# Troublesome Arc Length Problem

1. May 4, 2014

### defecritus

1.) The problem is:

Find the arc length of f(x)= x^3/3-1/(4x) from x=1 to 2

2.) Relevant formulas:

ds = √(1+(dy/dx))

abs(L) = ∫ds

3.) My work so far:

f'(x)= x^2+1/(4x^2)

abs(L) = ∫(from 1 to 2) √(1+(x^2+1/(4x^2))^2 dx
= ∫(from 1 to 2) √(1+(x^4+1/2+1/(16x^4)) dx
= ∫(from 1 to 2) √(x^4+3/2+1/(16x^4)) dx
= ∫(from 1 to 2) √((16x^8+24x^4+1)/(16x^4) dx
= 1/4∫(from 1 to 2) √((16x^8+24x^4+1)/(x^4) dx
= 1/4∫(from 1 to 2) √(16x^8+24x^4+1)/(x^2) dx

Generally, I would suspect the numerator would be able to be factored and that would make this integral much easier to solve. I'm stumped after this part, because it seems that the numerator is irreducible.

I'm up for any help, I'm not asking for the answer. I really just need guidance from this point...that includes the possibility that the professor may have made a typo. I really wanted to consider that I may just not be aware of the next step before accusing the professor of fat fingering this. Thanks for the help.

2. May 4, 2014

### Staff: Mentor

Are you sure this is the right function? Things would work out if the above was a sum, not a difference.
Your formula is neither relevant nor correct. Fortunately you used the right formula in your work.
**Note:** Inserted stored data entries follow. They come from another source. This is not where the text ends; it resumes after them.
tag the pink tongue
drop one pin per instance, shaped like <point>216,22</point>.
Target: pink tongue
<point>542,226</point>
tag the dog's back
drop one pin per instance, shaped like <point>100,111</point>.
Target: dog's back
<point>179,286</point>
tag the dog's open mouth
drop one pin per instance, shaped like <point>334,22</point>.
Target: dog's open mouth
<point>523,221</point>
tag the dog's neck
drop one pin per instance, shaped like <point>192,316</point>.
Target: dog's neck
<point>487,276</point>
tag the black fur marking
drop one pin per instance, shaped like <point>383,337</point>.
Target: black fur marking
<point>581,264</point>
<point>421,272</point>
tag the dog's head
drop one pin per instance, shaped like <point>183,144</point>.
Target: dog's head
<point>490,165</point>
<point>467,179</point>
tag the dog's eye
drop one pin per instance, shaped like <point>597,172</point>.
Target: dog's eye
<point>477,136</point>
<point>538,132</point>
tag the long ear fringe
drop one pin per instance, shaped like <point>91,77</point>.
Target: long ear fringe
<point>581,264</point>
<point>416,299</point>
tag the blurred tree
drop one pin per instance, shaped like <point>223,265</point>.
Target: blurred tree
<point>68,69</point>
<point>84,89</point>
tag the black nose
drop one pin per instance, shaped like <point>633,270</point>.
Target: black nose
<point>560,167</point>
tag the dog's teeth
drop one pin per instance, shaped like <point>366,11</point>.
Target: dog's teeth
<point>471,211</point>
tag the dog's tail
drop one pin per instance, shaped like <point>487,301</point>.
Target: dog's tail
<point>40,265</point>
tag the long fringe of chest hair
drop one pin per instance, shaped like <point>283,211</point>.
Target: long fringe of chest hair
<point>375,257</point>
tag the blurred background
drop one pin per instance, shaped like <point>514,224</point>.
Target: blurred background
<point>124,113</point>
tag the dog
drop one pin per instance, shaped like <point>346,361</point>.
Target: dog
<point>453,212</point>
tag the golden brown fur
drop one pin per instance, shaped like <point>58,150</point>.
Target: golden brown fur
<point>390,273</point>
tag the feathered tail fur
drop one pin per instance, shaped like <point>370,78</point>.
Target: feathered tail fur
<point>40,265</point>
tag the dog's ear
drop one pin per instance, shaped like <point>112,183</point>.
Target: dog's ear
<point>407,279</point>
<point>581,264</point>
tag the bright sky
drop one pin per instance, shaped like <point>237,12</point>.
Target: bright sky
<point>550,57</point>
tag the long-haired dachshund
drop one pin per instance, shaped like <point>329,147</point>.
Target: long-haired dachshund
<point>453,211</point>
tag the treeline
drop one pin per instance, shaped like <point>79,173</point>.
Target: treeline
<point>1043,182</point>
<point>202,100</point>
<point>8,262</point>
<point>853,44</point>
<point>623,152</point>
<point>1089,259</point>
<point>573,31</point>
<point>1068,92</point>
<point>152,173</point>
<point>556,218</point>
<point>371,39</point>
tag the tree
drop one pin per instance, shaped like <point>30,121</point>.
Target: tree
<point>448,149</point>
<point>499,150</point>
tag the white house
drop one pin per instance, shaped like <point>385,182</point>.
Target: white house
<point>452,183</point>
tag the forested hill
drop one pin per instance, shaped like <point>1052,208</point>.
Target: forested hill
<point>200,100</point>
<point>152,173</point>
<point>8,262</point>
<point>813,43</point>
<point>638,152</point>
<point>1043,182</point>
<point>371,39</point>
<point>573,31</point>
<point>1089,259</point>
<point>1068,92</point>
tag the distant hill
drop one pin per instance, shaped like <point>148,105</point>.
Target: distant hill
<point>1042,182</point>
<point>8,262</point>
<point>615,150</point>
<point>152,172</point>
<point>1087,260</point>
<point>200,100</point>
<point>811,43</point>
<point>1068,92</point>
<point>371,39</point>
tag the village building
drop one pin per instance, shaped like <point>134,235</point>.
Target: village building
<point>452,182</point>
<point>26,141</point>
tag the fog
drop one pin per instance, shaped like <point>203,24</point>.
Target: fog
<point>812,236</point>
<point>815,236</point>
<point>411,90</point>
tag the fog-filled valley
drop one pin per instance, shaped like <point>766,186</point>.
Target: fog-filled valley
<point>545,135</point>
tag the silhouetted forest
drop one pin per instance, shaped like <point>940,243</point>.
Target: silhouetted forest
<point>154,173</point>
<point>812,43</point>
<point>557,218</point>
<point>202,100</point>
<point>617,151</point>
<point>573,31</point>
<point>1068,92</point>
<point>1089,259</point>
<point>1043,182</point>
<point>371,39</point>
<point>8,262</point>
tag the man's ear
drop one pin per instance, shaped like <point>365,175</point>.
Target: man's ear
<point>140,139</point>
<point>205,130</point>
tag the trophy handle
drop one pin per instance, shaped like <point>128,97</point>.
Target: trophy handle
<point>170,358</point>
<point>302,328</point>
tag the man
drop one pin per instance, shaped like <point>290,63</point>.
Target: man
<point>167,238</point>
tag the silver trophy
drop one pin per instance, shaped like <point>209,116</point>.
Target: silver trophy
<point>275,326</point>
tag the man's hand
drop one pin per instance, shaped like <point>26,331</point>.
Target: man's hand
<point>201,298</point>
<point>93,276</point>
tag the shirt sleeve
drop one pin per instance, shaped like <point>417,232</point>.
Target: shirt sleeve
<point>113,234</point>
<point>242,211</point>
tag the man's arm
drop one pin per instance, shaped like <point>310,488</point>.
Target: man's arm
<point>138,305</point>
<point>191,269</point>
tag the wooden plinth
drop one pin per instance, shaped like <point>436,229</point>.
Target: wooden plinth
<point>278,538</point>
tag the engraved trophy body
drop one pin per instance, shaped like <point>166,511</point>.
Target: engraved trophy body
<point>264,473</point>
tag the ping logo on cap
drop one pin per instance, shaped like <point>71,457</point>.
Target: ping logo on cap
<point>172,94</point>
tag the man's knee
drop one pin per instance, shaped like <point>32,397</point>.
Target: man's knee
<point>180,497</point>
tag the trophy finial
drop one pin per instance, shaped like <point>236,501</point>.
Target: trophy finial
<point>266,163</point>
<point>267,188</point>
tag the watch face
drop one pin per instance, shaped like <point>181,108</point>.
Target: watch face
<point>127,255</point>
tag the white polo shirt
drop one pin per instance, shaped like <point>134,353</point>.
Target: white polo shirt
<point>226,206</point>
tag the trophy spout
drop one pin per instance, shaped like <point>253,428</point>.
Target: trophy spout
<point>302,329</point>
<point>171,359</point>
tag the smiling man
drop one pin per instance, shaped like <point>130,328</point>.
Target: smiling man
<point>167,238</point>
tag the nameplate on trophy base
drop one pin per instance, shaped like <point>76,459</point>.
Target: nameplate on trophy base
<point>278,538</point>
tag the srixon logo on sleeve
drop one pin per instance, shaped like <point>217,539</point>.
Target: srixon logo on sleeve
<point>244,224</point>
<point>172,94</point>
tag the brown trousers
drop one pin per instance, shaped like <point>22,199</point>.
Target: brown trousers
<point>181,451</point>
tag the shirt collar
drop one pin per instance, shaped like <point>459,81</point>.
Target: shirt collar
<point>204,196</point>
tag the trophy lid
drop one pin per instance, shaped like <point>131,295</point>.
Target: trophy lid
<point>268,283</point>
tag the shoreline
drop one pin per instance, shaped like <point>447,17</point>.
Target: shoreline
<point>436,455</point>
$ds = \sqrt{1 + (dy/dx)^2}dx$
I would contact the instructor to confirm that the function you wrote is what he intended. Because of the radical in the integral, arc length problems are generally to difficult to integrate using the techniques that are taught in beginning calculus courses. The functions have to be "cooked up" so that 1 + (f'(x))2 is a perfect square, so that its square root can be simplified.